Rashes in children: Causes

Children are more susceptible to skin rashes caused by illnesses such as:

  • Chickenpox is a virus characterized by red, itchy blisters that form all over the body.
  • Measles is a viral respiratory infection that causes a widespread rash consisting of itchy, red bumps.
  • Scarlet fever is an infection due to group A Streptococcus bacteria that produces a toxin causing a bright red sandpaper-like rash.
  • Hand, foot, and mouth disease is a viral infection that can cause red lesions on the mouth and a rash on the hands and feet.
  • Fifth disease is a viral infection that causes a red, flat rash on the cheeks, upper arms, and legs.
  • Kawasaki disease is a rare but serious illness that triggers a rash and fever in the early stages and can lead to an aneurysm of the coronary artery as a complication.
  • Impetigo is a contagious bacterial infection that causes an itchy, crusty rash, and yellow, fluid-filled sores on the face, neck, and hands.

Most contact rashes can be treated, but this depends on the cause. These guidelines will help you ease the discomfort and accelerate the healing process.

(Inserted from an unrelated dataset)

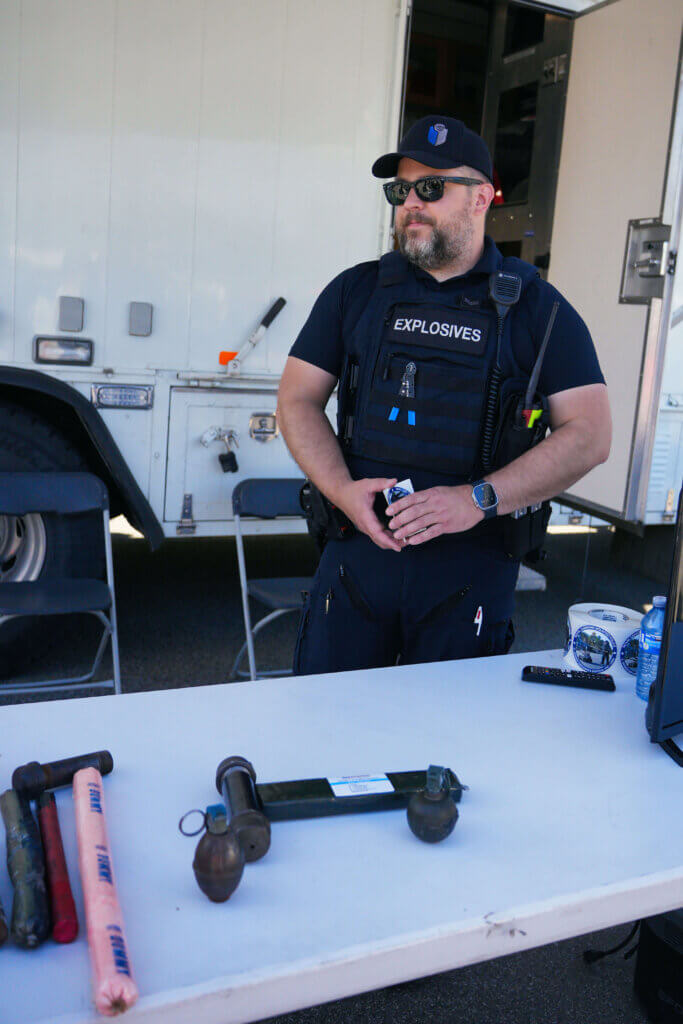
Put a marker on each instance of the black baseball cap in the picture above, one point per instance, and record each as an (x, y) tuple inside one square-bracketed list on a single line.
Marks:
[(438, 141)]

  • Instead of using scented soaps, use mild and gentle cleansers.
  • Warm water is better than hot water when washing your hair and skin.
  • Instead of rubbing the rash, let it dry.
  • Allow the rash to breathe. Avoid covering the rash with clothing if possible.
  • Stop using any new lotions or cosmetics that could have caused the rash.
  • Apply unscented moisturizing lotion to areas affected by eczema.
  • Avoid scratching the rash as it can worsen and lead to infection.
  • Apply an over-the-counter hydrocortisone cream to the affected area if the rash is very itchy and causing discomfort. Calamine lotion can also help relieve rashes from chickenpox, poison ivy, or poison oak.
  • Take an oatmeal bath. This can help with itching from eczema and psoriasis. Here’s how to make an oatmeal bath.
  • Wash your hair and scalp regularly with dandruff shampoo if you have dandruff along with a rash. You can buy medicated dandruff shampoo at most drugstores. However, your doctor may prescribe stronger products if you have more severe symptoms.

OTC medications

For mild rash pain, you can take Tylenol (acetaminophen) or ibuprofen(Advil) in moderation. These drugs can cause side effects so talk to your doctor before you begin taking them. Ask your healthcare provider how long you can take them. If you have a history of stomach or liver disease, or if you are pregnant, they may not be safe for your to take.